How Well is Tata Motors Connecting Aspirations?

Earlier this year, Tata Motors announced a new brand identity. ‘Connecting Aspirations’. Sounds good, but how well is the company truly connecting aspirations?

For many years now, I have wondered why Tata Motors isn’t among the top 2 selling passenger cars in India. Despite being, what I believe, is a company and group that represents an image of the ideal Indian citizen. Grounded in values, and always striving for the seemingly unachievable; but never at the cost of people, country or values.
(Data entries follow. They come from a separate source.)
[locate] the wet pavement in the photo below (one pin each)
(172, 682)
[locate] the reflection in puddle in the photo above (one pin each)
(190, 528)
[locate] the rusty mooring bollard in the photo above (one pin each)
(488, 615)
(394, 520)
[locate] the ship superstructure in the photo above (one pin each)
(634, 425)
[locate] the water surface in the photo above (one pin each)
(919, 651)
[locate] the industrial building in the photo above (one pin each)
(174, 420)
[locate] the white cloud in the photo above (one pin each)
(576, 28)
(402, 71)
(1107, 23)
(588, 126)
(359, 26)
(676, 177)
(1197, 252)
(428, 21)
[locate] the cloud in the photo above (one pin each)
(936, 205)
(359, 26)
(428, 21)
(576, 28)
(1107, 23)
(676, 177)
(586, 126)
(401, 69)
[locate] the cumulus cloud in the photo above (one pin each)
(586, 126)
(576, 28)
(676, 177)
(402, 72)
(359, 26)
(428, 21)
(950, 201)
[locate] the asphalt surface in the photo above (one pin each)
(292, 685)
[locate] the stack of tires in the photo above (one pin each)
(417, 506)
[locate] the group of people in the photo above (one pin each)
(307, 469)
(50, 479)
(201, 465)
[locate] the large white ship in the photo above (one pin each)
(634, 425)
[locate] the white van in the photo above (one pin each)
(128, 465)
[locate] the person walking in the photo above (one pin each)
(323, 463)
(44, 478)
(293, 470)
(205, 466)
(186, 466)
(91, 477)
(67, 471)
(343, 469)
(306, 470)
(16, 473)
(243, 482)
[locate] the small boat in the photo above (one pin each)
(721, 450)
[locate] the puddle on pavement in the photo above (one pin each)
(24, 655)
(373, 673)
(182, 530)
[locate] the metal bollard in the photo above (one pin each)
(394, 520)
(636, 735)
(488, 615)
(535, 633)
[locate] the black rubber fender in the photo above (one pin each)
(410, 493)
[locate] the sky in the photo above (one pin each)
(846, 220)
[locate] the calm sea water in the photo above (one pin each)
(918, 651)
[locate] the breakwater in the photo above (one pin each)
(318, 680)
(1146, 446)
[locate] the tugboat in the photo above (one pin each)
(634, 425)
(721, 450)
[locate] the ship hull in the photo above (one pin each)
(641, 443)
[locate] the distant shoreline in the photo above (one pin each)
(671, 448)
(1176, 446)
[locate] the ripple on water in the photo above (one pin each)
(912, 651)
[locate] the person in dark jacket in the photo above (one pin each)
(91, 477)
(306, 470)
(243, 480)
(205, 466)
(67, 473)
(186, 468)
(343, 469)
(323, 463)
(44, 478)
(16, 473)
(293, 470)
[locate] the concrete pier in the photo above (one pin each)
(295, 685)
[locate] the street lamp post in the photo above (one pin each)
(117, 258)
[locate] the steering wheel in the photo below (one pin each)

I have also been concerned about Tata Motors’ preparedness for the future of passenger transportation.

So, a few months ago, I thought of doing a little research into why the brand in general, and its Indian lineup in particular (excluding the JLR lineup) might be coming short, in the face of competition from Maruti and Hyundai. And then in September, I took my views and recommendations and requested one of the former stalwarts of the Tata Group to share the same with their CEO, Mr. Butschek. Subsequently I sent a copy to Mr. Ratan Tata. Didn’t hear back from anyone at Tata Motors. Below are the key points I highlighted on the file I sent them.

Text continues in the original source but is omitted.